Die Videobandbreite ist eines der am häufigsten genannten Probleme. Bei unzureichender Videobandbreite sind die Details des Überwachungsbildschirms nicht klar genug, die horizontale Auflösung ist niedrig und es treten erhebliche Farbverzerrungen oder Videoverluste auf. Gerade weil die Videobandbreite für die Bildqualität so wichtig ist, übertreiben einige skrupellose Hersteller die Videobandbreite ihrer Produkte absichtlich, um Kunden zu täuschen. Beispielsweise behauptet ein digitaler optischer Video-Transceiver eines bestimmten Herstellers, dass seine Videobandbreite 8 M beträgt, aber seine öffentlich angekündigte Video-Abtastfrequenz beträgt 12,5 M. Gemäß dem Nyquist-Abtastgesetz muss seine Abtastfrequenz für eine echte Signalwiederherstellung mindestens doppelt so hoch sein wie die Signalfrequenz. Auf diese Weise berechnet kann die theoretische Videobandbreite des optischen Transceivers dieses Herstellers 6,25 M auf keinen Fall überschreiten. Allgemeine Ingenieurunternehmen und Benutzer können die Videobandbreite des Geräts grob einschätzen, indem sie die Bilddetails beobachten.

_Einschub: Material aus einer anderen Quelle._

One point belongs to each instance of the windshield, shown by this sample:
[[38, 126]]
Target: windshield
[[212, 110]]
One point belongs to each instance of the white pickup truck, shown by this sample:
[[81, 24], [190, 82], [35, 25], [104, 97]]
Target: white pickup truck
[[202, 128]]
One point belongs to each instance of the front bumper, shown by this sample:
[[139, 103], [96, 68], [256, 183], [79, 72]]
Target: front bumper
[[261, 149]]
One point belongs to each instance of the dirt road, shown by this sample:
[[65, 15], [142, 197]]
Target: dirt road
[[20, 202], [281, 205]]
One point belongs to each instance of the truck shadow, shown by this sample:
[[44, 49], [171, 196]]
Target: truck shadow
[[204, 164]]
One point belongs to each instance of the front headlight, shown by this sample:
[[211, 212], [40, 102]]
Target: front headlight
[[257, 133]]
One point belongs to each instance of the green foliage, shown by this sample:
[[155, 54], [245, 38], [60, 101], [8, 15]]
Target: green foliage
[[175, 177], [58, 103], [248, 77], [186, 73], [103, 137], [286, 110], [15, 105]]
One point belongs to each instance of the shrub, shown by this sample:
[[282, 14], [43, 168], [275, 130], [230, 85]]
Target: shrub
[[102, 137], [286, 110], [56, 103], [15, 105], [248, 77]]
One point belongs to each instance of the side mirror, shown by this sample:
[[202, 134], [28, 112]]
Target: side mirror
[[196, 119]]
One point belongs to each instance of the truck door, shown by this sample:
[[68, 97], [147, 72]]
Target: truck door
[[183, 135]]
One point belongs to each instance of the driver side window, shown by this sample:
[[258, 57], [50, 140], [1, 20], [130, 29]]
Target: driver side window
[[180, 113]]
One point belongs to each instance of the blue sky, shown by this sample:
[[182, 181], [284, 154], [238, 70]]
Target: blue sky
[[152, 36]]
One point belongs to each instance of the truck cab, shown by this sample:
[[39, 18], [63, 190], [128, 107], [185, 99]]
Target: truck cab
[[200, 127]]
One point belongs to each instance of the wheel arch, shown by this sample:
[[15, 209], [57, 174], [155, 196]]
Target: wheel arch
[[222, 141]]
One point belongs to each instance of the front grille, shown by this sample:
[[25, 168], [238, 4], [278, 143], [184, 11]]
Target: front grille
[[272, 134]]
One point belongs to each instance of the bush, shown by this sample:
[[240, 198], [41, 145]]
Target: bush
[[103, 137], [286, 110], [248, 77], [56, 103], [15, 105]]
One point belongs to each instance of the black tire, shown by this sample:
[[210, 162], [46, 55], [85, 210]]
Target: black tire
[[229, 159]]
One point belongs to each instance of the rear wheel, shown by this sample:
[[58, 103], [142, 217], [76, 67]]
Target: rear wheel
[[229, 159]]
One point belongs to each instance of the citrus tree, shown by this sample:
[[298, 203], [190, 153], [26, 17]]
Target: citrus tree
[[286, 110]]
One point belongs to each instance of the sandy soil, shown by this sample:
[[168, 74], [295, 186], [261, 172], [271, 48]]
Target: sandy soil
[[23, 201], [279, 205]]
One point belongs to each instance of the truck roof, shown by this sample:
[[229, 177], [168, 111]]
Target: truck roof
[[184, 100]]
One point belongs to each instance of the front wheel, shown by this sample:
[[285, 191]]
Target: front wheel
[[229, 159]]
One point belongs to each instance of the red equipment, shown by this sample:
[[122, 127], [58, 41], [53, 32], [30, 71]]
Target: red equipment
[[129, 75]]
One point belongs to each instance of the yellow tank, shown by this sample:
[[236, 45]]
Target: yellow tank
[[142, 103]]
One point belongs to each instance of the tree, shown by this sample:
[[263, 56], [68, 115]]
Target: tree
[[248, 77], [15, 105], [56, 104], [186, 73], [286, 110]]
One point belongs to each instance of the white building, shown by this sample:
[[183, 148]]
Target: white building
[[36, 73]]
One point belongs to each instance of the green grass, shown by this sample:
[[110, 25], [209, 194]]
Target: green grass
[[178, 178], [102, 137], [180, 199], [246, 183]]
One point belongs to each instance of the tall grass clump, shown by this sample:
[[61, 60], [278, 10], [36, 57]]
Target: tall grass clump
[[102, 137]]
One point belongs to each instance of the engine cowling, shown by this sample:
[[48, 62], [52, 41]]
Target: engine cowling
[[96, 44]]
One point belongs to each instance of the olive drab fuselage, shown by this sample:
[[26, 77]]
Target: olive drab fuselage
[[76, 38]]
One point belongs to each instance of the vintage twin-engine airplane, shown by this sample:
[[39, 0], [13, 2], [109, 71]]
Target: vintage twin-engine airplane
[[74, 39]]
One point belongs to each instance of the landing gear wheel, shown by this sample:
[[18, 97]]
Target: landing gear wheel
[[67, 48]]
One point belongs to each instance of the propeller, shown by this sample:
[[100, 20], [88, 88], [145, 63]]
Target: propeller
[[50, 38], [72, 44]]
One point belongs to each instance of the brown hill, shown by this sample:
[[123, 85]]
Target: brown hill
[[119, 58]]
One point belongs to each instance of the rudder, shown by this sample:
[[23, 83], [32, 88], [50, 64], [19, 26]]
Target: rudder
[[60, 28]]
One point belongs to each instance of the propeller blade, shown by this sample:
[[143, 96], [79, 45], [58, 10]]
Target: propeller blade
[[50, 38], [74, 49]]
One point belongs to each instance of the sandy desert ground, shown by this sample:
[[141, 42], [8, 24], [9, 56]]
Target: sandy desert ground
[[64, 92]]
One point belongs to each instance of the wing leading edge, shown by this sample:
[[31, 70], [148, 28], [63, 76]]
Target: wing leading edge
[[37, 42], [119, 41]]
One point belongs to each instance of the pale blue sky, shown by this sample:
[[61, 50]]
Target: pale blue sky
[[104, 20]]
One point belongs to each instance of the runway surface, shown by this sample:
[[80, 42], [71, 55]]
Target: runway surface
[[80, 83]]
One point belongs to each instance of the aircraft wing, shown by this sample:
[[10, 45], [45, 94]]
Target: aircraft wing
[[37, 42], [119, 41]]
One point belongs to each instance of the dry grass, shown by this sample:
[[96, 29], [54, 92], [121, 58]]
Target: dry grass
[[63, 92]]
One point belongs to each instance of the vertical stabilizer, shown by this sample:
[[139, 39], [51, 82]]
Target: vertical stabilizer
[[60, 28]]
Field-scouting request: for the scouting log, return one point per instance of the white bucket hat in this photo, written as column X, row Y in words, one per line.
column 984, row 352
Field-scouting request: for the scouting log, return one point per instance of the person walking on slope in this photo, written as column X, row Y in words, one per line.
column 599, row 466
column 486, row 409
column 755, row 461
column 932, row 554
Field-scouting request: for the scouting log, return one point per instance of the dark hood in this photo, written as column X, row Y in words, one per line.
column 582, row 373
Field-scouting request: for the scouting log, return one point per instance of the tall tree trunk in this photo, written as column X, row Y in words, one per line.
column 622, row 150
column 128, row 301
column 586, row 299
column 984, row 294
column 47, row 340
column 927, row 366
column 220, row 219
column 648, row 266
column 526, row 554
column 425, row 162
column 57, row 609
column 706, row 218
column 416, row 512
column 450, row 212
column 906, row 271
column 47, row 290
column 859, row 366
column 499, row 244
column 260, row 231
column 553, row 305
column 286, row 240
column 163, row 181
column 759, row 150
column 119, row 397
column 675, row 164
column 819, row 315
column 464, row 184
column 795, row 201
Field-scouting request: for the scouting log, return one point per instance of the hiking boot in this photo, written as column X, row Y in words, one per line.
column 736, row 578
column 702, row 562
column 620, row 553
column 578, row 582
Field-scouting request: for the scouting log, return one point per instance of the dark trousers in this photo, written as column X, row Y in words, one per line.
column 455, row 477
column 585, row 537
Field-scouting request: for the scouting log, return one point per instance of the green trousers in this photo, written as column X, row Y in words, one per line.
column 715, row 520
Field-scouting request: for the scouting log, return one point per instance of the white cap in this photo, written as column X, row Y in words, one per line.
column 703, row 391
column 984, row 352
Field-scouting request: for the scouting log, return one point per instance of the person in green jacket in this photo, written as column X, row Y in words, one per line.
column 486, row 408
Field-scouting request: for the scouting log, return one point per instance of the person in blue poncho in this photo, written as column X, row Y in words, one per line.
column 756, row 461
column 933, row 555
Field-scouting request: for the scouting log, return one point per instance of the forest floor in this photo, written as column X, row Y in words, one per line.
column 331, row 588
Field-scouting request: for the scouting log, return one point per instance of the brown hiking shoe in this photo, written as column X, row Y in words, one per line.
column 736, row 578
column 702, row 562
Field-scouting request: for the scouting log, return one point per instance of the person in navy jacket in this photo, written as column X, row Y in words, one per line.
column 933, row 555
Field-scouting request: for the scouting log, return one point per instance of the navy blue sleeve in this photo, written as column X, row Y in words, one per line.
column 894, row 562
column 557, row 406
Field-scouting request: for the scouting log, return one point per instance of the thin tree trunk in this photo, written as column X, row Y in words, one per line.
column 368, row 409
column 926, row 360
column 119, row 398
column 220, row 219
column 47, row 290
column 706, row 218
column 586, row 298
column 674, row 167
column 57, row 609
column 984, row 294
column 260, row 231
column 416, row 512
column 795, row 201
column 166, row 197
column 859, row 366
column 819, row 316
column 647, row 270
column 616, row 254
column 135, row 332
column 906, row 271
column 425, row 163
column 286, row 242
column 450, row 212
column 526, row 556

APL ist der durchschnittliche Bildpegel, und viele Ingenieurbüros schenken diesem Indikator nicht viel Aufmerksamkeit oder sind mit ihm nicht vertraut. Wenn wir jedoch über ein Problem sprechen, das bei einigen Projekten auftritt: Das Videosignal wird über den optischen Transceiver übertragen. Wenn das Bild einen großen weißen Bereich aufweist (z. B. wenn die Kamera durch starkes Licht beleuchtet wird), wackelt das Bild auf dem Monitor horizontal. Dann muss das Ingenieurpersonal damit vertraut sein. Dies liegt daran, dass der APL-Bereich der von einigen Herstellern produzierten optischen Videotransceiver zu eng ist. Wenn das Bildsignal einen großen weißen Bereich aufweist, nimmt die DC-Komponente in jeder Zeile des Bildsignals zu und der APL nimmt zu, was zu einer Verringerung der Amplitude des horizontalen Synchronisationssignals führt. Oder es geht verloren, der Monitor kann die Zeilensynchronisation nicht erkennen und der Bildschirm wackelt.